A failed investment and a rent fight are at the center of a case that left two men dead.
CARROLLTON, Texas — What police describe as a $75,000 business dispute became a double-homicide case after a Carrollton restaurant owner allegedly shot five people in two places and his wife later was accused of helping him.
The money trail is now a central part of the criminal case against Seung Ho Han and Ae Son Han. Investigators said Seung Ho Han believed he had lost $70,000 in a Georgia property deal involving Edward Schleigh and another $5,000 tied to a second person. He also blamed others for a rent increase at his sushi restaurant in K Towne Plaza, a Korean business center along State Highway 121.
Before the shootings, Seung Ho Han’s grievances appear to have been tied to business relationships, not strangers. Police said he knew the victims and later told investigators he was angry about financial disagreements. The first shooting took place at Gwangjang Korean Market, where four people were shot and Sung Rae Cho was killed. The second took place at an apartment in the 2700 block of Denton Road, where Schleigh was found dead. Three people wounded in the first attack survived. Investigators said Han admitted after his arrest that he shot all five people.
Ae Son Han’s arrest brought new focus to what happened between the two crime scenes. Police said she was not merely nearby. According to an arrest affidavit, she was present during the offenses and helped her husband carry out the second homicide. Detectives said dashcam video showed Seung Ho Han asking her to call Schleigh and find out whether he was home. That alleged call became a key piece of the murder accusation against her. Police said she was later found in Minnesota and taken into custody with help from the U.S. Marshals Service.
The affidavit also describes a confrontation inside the market after the first shots were fired. A surviving victim told investigators she asked Ae Son Han to call 911. Police said Han instead asked, “Why aren’t you dead yet?” and told the wounded woman she should have been the first person killed. The account, if proven in court, would show that Ae Son Han knew people had been shot before she left the plaza. Detectives said she later admitted knowing her husband had killed people that day, but then refused to cooperate further with investigators.
Seung Ho Han, 69, is charged with two counts of capital murder and three counts of aggravated assault with a deadly weapon. Ae Son Han, 67, is charged with murder. Police have said Seung Ho Han owned a sushi restaurant at the plaza, which includes several Korean-owned businesses and eateries. Court records described in news accounts say he believed the property deal had failed and that he was losing his money. The records also say he was upset that one person connected to the surviving victims had increased the rent at his restaurant by $2,000.

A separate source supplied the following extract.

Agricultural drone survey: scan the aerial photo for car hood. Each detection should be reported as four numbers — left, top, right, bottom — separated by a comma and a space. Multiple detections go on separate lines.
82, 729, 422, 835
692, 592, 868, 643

The sequence of movement after the first shooting has become as important as the motive. Investigators said the couple left the market and drove to the apartment where Schleigh was killed about an hour after police first responded to the plaza. The affidavit says the wife’s alleged call helped confirm whether Schleigh was home. After the second shooting, police said, the couple went through a McDonald’s drive-thru and ordered drinks. That detail has drawn attention because it sits between the violence described in the affidavit and the later arrest of the husband near a grocery store.
Police said Seung Ho Han was arrested near the H-Mart area after a short foot chase. Detectives said he later confessed to the shootings and described his anger over the failed business dealings. Investigators have not said publicly that his claims about the money were accurate, only that they were part of his statement to police. They also have not released a full account of every business document reviewed in the case. Officials have described the investigation as using interviews, surveillance, dashcam material, phone evidence and other digital records to follow the couple’s actions that day.
The case is unfolding in a Carrollton area often called Koreatown, where grocery stores, restaurants and other businesses serve a large Korean American community. The first police response brought emergency crews to a commercial plaza that normally operates as a daily shopping and dining hub. Police Chief Roberto Arredondo said early in the investigation that the attack was targeted and was not a random shooting. That distinction shaped the public response because the violence appeared tied to private business disputes rather than a broader threat to the area.
Several facts remain unsettled in public records. Authorities have not released the full statements of the surviving victims. They have not said whether Ae Son Han will face additional charges. It also remains unclear from the reported filings whether she had retained an attorney after being arrested in Minnesota. Prosecutors will have to prove more than presence at the scenes to convict her of murder. The affidavit suggests they will focus on her alleged knowledge, her alleged words to the wounded victim and the call police say helped her husband find Schleigh.
Ae Son Han’s return to Texas is the next procedural step in her case. Seung Ho Han remains charged in the deaths of Cho and Schleigh and in the shootings that injured three others, with investigators continuing to build the record around the business dispute and the couple’s movements.
Author note: Last updated June 19, 2026.